Fits a Growth Curve Analysis model to f0 contours: a linear mixed-effects regression of f0 on orthogonal polynomial terms of time, interacted with tone, with conventional by-speaker and by-item random effects. GCA is a standard analysis framework for time-varying dynamic speech data (Mirman 2014; Xu & Zhang 2024) and is the recommended approach when you want statistical inference about per-tone shape parameters such as intercept, slope, and curvature.
This is a convenience wrapper around lme4::lmer() that prepares the
data the way the citation-tone use case typically wants. For
non-standard model structures (custom contrasts, additional fixed
effects, alternative random-effects structures), call lme4::lmer()
directly.
Usage
fit_gca(
data,
f0 = "f0",
time = "time",
token = "token",
tone = "tone",
speaker = "speaker",
item = "item",
degree = 2,
random_intercept_speaker = TRUE,
random_intercept_item = TRUE,
random_slope_speaker = TRUE,
random_slope_item = FALSE
)Arguments
- data
A long-format data frame with one row per f0 sample.
- f0, time, token, tone, speaker, item
Column names for f0, time within token, token ID, tone category, speaker ID, and item or word.
- degree
Polynomial degree, one of
1,2, or3. Default2.- random_intercept_speaker, random_intercept_item
Logical; include a by-speaker or by-item random intercept.
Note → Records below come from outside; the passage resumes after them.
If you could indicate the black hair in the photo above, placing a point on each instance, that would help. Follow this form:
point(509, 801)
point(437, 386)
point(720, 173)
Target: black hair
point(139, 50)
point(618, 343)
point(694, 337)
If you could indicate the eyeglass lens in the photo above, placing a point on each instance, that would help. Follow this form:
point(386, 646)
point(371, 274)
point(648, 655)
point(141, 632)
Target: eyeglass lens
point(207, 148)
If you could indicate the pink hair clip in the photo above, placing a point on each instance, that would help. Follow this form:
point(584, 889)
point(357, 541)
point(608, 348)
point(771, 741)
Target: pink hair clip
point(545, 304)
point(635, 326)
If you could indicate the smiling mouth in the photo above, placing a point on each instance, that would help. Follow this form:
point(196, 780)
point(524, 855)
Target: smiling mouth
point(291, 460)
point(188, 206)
Default
TRUE.- random_slope_speaker, random_slope_item
Logical; include by-speaker or by-item random slopes on the orthogonal-polynomial terms (
ot1...otK). DefaultTRUEfor speaker,FALSEfor item.
Value
An S3 object of class "shinytone_gca", a list with:
model: the fitted lme4::lmerMod object.formula_str: user-readable formula string (with original column names).poly_coefs: coefs fromstats::poly()needed bypredict_gca().degree: polynomial degree.col_names: original column names (for back-mapping in summary tables).convergence_warning:NULLor the captured warning message.
Details
What the function does internally
Within each token, normalise the time axis to
[0, 1].Build orthogonal polynomial terms
ot1,ot2, ...,otKon the normalised time usingstats::poly(), caching the basis coefficients so thatpredict_gca()can reuse them.Construct an
lmerformula of the formf0 ~ (ot1 + ... + otK) * tone + (random effects)using the options below to decide which random effects to include.Fit the model with REML, capturing any convergence warning so the caller can decide whether to act on it.
Return everything bundled as an S3 object of class
"shinytone_gca", so downstream helpers (predict_gca(),summary(), etc.) have what they need.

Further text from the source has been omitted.